A group of 80 servicemen no less than 180 centimeters tall have been selected from different units of the Mongolian armed forces to take part in the Moscow parade. At present, they are undergoing an intensive drill in marching skills, pending a flight to Moscow scheduled for April 25, to take part in the dress rehearsal of the jubilee parade.

Meanwhile, the Mongolian authorities have endorsed a schedule of gala events due on the occasion of the 70th anniversary of victory in WWII. One of the main gala events is a ceremony of paying tribute to WWII veterans; there will be also events dedicated to patriotic education of the young generation and commemoration of WWII heroes. A new medal dedicated to the 70th jubilee of victory will be issued in Mongolia to add another medal to a set of state awards; a collection of jubilee stamps will be issued to join private philatelic collections.

In May 2015 Mongolian President Tsakhiagiin Elbegdorj will head a delegation of the Mongolian government which will arrive in Moscow to take part in the jubilee celebrations.

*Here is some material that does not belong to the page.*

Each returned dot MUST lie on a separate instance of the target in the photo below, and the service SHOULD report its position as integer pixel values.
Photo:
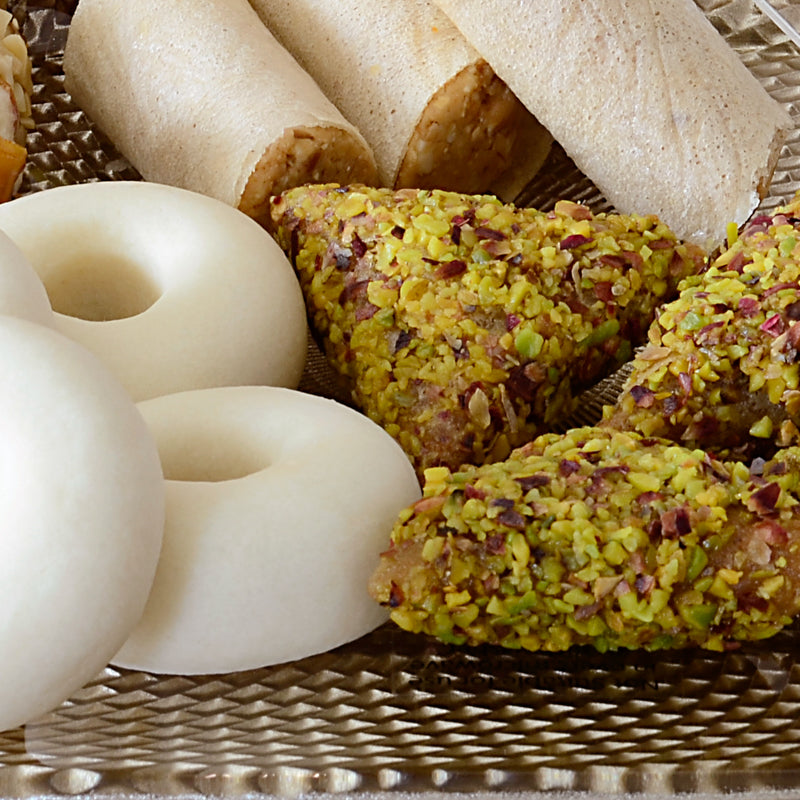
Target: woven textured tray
(395, 713)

During WWII, Mongolia contributed about half a million horses, donated funds to build a tank regiment and an fighter squadron to the Soviet Red Army. Mongolia also delivered around 500 thousand tons of meat which is slightly less than US lend-leased 665 thousand tons of meat to Soviet Union. Moreover, Mongolia played an important role in keeping each fifth Soviet troop in harsh Eastern European winters by delivering 64 tons of sheep wool used to sew greatcoat. In comparison, US lend leased 54 tons of wool to Soviet Union.

The Battle of Khalkhin-gol fought between joint Soviet-Mongolian forces and Japanese forces in the Eastern Mongolia in 1939 played an important role in keeping Japan off the future direct military confrontation with Soviets and enabling the latter to move substantial number of divisions stationed in Siberia and Russia's Far East to the Western frontline.